Separate households will not be allowed to meet indoors in Greater Manchester, East Lancashire and parts of West Yorkshire from midnight, the government has announced.
Health Secretary Matt Hancock said an "increasing rate of transmission" had been identified in those areas.
"The spread is largely due to households meeting and not abiding to social distancing," he said.
He also said the same restrictions will apply to the city of Leicester.
But pubs, restaurants and some other facilities are to be allowed to reopen from Monday in Leicester – where a local lockdown has been in place since last month – sources have told the BBC.
Millions of people in Greater Manchester, Blackburn with Darwen, Burnley, Hyndburn, Pendle, Rossendale, Bradford, Calderdale and Kirklees will be affected by the tightening of restrictions.
It is unclear whether the rules will also apply to pubs, restaurants, private gardens and places of worship.
"We take this action with a heavy heart, but we can see increasing rates of Covid across Europe and are determined to do whatever is necessary to keep people safe," Mr Hancock.
It comes nearly four weeks after restrictions were eased and people were allowed to meet indoors.
On Thursday, a further 38 people in the UK died, bringing the total number of Covid-19 associated deaths to 45,999.
And 846 cases were reported – the highest number of cases in a day for a month.
In other developments on Thursday:
- Passengers arriving in the UK from Luxembourg from Friday will have to isolate for 14 days after the country was taken off the quarantine-free list
- People who test positive for coronavirus or show symptoms in the UK must now self-isolate for at least 10 days, rather than seven
- Official analysis shows the UK saw some of the biggest rises in deaths rates in Europe in the months until the middle of June
Andy Burnham, the mayor of Greater Manchester – a city with a population of about 2.8m – said there had been a "marked change in the picture" with regard to the spread of Covid-19 in the area.
"We have gone from a falling rate of cases in nearly all of our boroughs last week to a rising rate in nine out of 10 affecting communities across a much wider geography," he said. "In Rochdale, the one borough where cases have fallen, they are still too high."
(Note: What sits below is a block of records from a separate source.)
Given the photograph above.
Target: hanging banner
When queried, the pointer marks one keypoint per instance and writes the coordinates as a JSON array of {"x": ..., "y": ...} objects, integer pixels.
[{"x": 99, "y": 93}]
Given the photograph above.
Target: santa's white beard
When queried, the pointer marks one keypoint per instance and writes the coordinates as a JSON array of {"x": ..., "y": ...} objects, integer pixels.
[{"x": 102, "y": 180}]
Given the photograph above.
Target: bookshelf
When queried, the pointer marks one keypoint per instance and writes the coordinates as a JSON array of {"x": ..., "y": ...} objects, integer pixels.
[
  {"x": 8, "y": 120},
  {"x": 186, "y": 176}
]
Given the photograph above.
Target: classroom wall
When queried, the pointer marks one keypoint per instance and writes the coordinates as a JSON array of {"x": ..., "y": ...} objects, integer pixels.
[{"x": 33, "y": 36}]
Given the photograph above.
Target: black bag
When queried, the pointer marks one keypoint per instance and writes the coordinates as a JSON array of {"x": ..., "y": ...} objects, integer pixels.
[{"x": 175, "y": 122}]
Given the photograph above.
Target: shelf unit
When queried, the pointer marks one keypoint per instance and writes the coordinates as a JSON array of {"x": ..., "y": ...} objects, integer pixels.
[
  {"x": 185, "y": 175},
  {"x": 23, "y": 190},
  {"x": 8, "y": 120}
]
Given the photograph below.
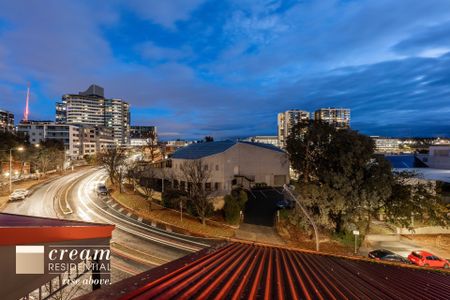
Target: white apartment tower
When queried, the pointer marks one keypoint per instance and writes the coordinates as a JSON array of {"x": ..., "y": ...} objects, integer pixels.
[
  {"x": 286, "y": 120},
  {"x": 91, "y": 108},
  {"x": 337, "y": 117}
]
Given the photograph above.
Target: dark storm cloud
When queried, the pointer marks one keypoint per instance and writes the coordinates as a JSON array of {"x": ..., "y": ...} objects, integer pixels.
[{"x": 225, "y": 68}]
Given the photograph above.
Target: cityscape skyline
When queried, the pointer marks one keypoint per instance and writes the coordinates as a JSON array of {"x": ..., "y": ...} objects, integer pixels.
[{"x": 182, "y": 65}]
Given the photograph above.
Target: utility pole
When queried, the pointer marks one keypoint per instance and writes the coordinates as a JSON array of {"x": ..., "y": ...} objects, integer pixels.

He said all residents "young and old alike" should "protect each other" by observing the requirements, which will be reviewed weekly.
This means "the more we stick to them, the quicker they will be removed", he said.
"This is a place which prides itself on looking out for each other. We now need to be true to that by not acting selfishly and keeping the health of others in mind at all times."
Jonathan Reynolds, shadow secretary for work and pensions and an MP in the Greater Manchester area, said the figures were showing an increase in infections including in Tameside where positive tests per 100,000 population has gone from 4.9 to 16.3.
BBC News correspondent Judith Moritz said the government's announcement was "a shock" but the data had been "pointing this way for some time".
She said residents "will find it hard to deal with" especially those with a significant Muslim population looking to celebrate Eid on Friday.
The restrictions are not as strict as those that were imposed in Leicester, she said, but Thursday's announcement covers a much greater area.
Leicester introduced a strict local lockdown at the beginning of July because the city's seven-day infection rate had risen to 135 cases per 100,000 people. It has since fallen and the lockdown was lifted for some suburbs of the city.
'Impact on Eid'
Labour's MP for Oldham, in Greater Manchester, and shadow transport minister Jim McMahon called for more clarity over what the government was doing to support those in areas affected by new lockdown restrictions.